Monster movies are the industrial answer to the agrarian fairy tale – both are fundamentally concerned with sexuality and its relationship to the human spirit. And not the pure and simple interpretation of sex, done up all pretty on the Playboy Channel. We all know that in reality there is nothing pure or simple about sex, and this is precisely what most of these movies are about.

Anaconda is a perfect example. It doesn’t take much of an intellectual stretch to realize this movie is really about the masculine id – sexual energy on a total freak out. The Amazon setting isn’t a jungle so much as a retreat from the normal confines of the psyche, and these aren’t really huge snakes you see before you – they’re huge penises! I’m not kidding – read Freud. Is it a coincidence that the huge penises come rushing out of the dark water (a classic metaphor for the unconscious) only after certain members of the cast start getting it on (thus awakening the idish forces)? I don’t think so. Is it a coincidence that Cube and Lopez, in an effort to finally destroy the last huge penis, trap it in a huge smoke stack (which further symbolizes great phallic power) and then blow the fucker up? Again, I think not. Finally, when Cube is beating the large, mostly blown up penis back into the murky water with an ax, does he tell the penis that it is a “bitch,” simply because he is employing inner city vernacular – or is he really verbally reestablishing the dialectical balance between masculine and feminine energy to help drive the penis back into the safety of the greater unconsciousness? In a place slightly south of our hearts I think we know where the truth doth lie.

Another thing about good monster movies is that they should never be very well made. Take away the goofy, campy luster, and they no longer “work” as self-sufficient pieces of art. Bad acting, marginal plots, and third grade special effects are essential in liberating the libidinous material from the normal, more conformist confines of cinematic storytelling. Seen in this light, the fact that the archetypal giant humanoid rats are obviously shag rugs glued onto golden retrievers isn’t just amusing, but completely central. Since the genre focuses on the exciting out-of-control nature of sexuality, the sloppy execution enhances this theme even further – the medium is the message and all that jazz…

Interestingly, more recent efforts have shown us that consciously employing the abovementioned strategy does not always a good monster movie make. It is clear now that producing monster movie art becomes a sort of Taoist exercise: you shouldn’t think too much about what you’re creating or you’ll have created something else (or for you Western geeks: since these movies are largely championing the unconscious in all its glory, it takes more than a certain amount of unconsciousness on the part of the filmmakers to uphold the formula’s integrity).
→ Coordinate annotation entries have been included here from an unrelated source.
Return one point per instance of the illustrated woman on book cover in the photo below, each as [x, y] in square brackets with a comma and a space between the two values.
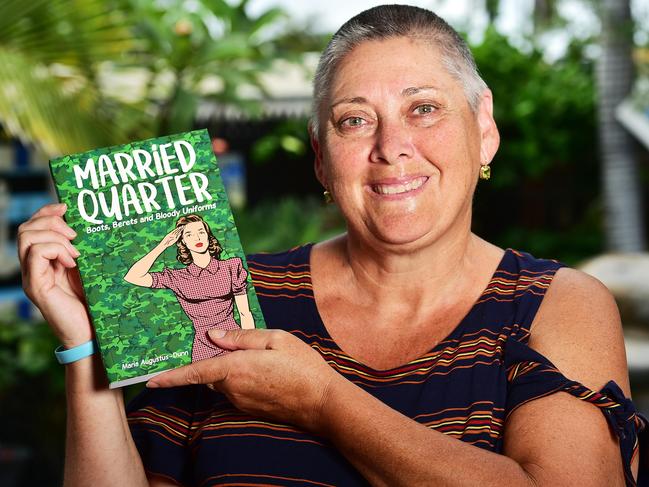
[207, 288]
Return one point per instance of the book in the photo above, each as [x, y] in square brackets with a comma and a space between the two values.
[161, 262]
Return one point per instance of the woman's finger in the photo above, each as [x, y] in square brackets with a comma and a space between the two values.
[27, 238]
[209, 371]
[37, 268]
[255, 339]
[47, 222]
[54, 209]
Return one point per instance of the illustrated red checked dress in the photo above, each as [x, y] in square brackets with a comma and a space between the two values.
[206, 295]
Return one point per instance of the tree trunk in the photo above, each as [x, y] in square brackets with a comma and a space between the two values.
[624, 220]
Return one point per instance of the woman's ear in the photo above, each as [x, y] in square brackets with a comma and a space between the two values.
[489, 136]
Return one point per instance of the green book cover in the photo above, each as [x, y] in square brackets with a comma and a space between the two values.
[161, 262]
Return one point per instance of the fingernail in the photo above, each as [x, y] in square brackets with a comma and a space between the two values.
[216, 333]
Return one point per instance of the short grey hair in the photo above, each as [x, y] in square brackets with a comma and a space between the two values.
[387, 21]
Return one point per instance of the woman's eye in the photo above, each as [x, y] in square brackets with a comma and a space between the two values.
[424, 109]
[352, 122]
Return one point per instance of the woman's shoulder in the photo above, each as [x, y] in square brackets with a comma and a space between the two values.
[578, 328]
[293, 258]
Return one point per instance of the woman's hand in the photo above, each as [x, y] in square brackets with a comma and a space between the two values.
[270, 373]
[49, 275]
[171, 238]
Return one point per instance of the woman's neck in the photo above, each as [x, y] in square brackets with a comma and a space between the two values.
[426, 275]
[201, 260]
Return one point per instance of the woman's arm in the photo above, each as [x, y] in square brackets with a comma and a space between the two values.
[99, 447]
[138, 274]
[555, 440]
[245, 316]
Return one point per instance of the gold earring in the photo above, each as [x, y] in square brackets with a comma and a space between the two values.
[485, 172]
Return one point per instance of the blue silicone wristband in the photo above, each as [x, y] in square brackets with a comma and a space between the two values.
[75, 353]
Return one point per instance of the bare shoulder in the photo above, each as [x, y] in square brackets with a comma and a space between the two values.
[578, 329]
[557, 438]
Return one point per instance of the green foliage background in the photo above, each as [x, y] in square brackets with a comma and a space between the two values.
[131, 322]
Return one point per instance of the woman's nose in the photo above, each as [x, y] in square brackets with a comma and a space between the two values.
[392, 144]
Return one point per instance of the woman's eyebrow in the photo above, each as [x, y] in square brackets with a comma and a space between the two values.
[418, 89]
[356, 99]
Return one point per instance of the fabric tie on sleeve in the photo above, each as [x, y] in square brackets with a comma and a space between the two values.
[530, 376]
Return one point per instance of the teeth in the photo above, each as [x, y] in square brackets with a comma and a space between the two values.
[399, 188]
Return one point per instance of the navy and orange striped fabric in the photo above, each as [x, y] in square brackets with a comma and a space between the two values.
[465, 387]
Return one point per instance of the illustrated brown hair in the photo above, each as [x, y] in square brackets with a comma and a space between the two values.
[184, 255]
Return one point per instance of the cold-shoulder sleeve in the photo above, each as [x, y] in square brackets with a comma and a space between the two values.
[530, 376]
[160, 422]
[239, 275]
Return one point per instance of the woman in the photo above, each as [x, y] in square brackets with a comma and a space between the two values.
[206, 289]
[405, 334]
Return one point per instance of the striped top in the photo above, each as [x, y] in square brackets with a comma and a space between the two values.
[465, 387]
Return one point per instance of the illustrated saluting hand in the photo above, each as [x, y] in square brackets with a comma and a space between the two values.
[172, 237]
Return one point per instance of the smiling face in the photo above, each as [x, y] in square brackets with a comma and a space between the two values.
[400, 148]
[195, 237]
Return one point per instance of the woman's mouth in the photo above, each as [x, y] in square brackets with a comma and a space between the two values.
[399, 187]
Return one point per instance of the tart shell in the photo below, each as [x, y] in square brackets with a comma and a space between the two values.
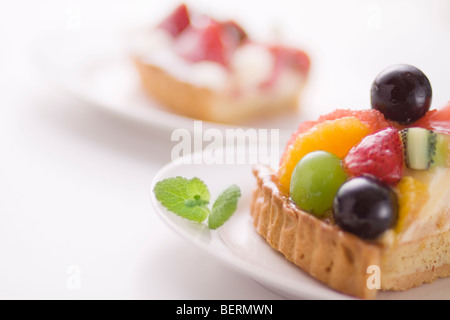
[207, 104]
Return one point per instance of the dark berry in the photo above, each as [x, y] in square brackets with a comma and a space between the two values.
[365, 207]
[402, 93]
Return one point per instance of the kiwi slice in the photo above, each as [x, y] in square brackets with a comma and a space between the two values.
[424, 148]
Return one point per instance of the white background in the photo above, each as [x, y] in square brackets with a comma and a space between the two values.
[75, 181]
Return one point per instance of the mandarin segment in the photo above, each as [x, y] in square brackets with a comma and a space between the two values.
[337, 137]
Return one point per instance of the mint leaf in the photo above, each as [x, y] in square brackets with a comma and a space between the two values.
[224, 207]
[186, 198]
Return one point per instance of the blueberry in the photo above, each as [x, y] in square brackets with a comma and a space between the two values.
[402, 93]
[365, 207]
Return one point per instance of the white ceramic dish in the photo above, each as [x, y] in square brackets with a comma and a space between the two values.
[238, 244]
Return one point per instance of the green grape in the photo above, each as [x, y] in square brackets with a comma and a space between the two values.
[315, 181]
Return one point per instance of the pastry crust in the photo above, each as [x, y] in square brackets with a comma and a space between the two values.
[207, 104]
[340, 259]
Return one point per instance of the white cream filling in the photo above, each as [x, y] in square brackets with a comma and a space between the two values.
[251, 65]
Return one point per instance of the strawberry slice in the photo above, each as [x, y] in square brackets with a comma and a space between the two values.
[379, 155]
[374, 119]
[209, 43]
[177, 21]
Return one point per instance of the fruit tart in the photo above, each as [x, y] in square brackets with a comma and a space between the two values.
[360, 199]
[211, 70]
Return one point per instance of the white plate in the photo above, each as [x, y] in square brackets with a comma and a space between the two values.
[95, 67]
[238, 244]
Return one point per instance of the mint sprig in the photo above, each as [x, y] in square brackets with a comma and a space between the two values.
[190, 198]
[224, 207]
[186, 198]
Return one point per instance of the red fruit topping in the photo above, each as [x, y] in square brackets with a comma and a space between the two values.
[177, 21]
[379, 155]
[292, 57]
[209, 43]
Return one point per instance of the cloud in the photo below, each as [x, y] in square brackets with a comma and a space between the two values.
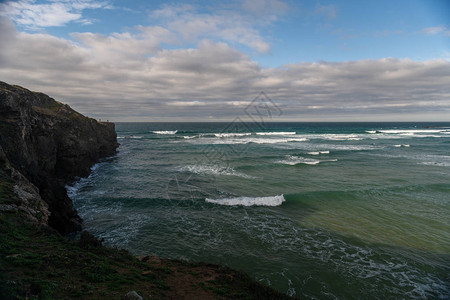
[53, 13]
[330, 11]
[228, 25]
[103, 77]
[265, 8]
[436, 30]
If you tell the story with intentional campy smugness you end up with stale comedies like Tremorsor Innocent Blood. Too slick and realized will give you the mechanical banality of Jurassic Parkor Wolf.
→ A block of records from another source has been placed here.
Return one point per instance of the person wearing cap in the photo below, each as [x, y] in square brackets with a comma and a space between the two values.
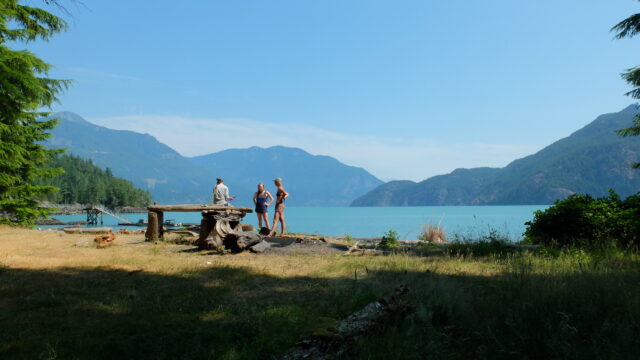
[281, 195]
[221, 193]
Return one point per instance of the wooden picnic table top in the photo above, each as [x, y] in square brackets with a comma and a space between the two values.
[197, 207]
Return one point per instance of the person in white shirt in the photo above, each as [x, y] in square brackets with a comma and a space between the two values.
[221, 193]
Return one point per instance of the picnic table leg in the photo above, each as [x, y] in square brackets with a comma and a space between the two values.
[152, 227]
[160, 224]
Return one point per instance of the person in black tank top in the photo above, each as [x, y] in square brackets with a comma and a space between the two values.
[281, 195]
[262, 199]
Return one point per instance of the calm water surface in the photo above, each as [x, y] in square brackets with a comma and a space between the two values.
[374, 221]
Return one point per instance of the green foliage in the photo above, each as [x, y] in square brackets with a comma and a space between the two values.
[630, 27]
[390, 241]
[23, 92]
[584, 220]
[84, 183]
[490, 244]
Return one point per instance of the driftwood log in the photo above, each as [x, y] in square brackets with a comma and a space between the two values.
[336, 342]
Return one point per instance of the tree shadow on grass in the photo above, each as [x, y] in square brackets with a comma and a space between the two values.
[212, 313]
[234, 313]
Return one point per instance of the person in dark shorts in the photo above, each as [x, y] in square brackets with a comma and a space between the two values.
[279, 215]
[262, 199]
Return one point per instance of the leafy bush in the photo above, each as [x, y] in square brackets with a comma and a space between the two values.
[492, 243]
[390, 240]
[583, 220]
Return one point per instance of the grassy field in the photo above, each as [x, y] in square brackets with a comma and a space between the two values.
[138, 300]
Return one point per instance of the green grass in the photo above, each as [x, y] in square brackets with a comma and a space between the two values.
[480, 304]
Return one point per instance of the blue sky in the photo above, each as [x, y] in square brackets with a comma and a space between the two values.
[406, 89]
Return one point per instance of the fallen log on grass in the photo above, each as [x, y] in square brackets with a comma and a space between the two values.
[104, 240]
[357, 250]
[335, 343]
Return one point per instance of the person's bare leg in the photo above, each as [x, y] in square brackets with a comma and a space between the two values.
[276, 217]
[282, 223]
[266, 220]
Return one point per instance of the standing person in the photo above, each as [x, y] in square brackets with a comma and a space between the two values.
[279, 215]
[262, 199]
[221, 193]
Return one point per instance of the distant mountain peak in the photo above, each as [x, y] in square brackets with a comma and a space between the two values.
[591, 160]
[71, 117]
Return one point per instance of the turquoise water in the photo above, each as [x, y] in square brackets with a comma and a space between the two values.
[374, 221]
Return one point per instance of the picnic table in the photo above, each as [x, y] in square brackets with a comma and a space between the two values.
[219, 228]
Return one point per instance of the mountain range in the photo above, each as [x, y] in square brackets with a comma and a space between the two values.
[591, 160]
[311, 180]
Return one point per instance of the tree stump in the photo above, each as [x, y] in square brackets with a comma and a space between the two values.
[221, 230]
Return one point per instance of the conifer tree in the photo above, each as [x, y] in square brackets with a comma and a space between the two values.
[630, 27]
[25, 90]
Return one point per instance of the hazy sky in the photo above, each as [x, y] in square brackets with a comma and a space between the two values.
[405, 89]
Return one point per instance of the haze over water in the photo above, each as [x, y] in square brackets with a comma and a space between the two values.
[375, 221]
But just when it seems like there is no hope for the genre, Anaconda comes along, proving the magic is still there as long as you follow these careful guidelines. One: take a mediocre script and rewrite the sucker to the point of utter incomprehensibility. Two: hire Luis Llosa because you’ve seen both Sniper and The Specialist and you know this is a man who is at no risk of muddying the material with anything remotely resembling artistic pretensions. Three: hire an ensemble of actors who are far more gifted than the dialogue given to them, but not gifted enough to elevate it in any way (the only actor who rises above the material is Stoltz who thankfully goes into his coma by the end of the second reel). Finally, add computer animation that looks like it came from a three year old car commercial. Now that’s a recipe for true monster movie magic! Anaconda, with as much skill and grace as a cerebral palsied breakdancer strung out on speedballs, manages to be bland, exciting, stupid, gross and dirty all at the same time… effortlessly. A more splendid sticky triumph has yet to be seen this year.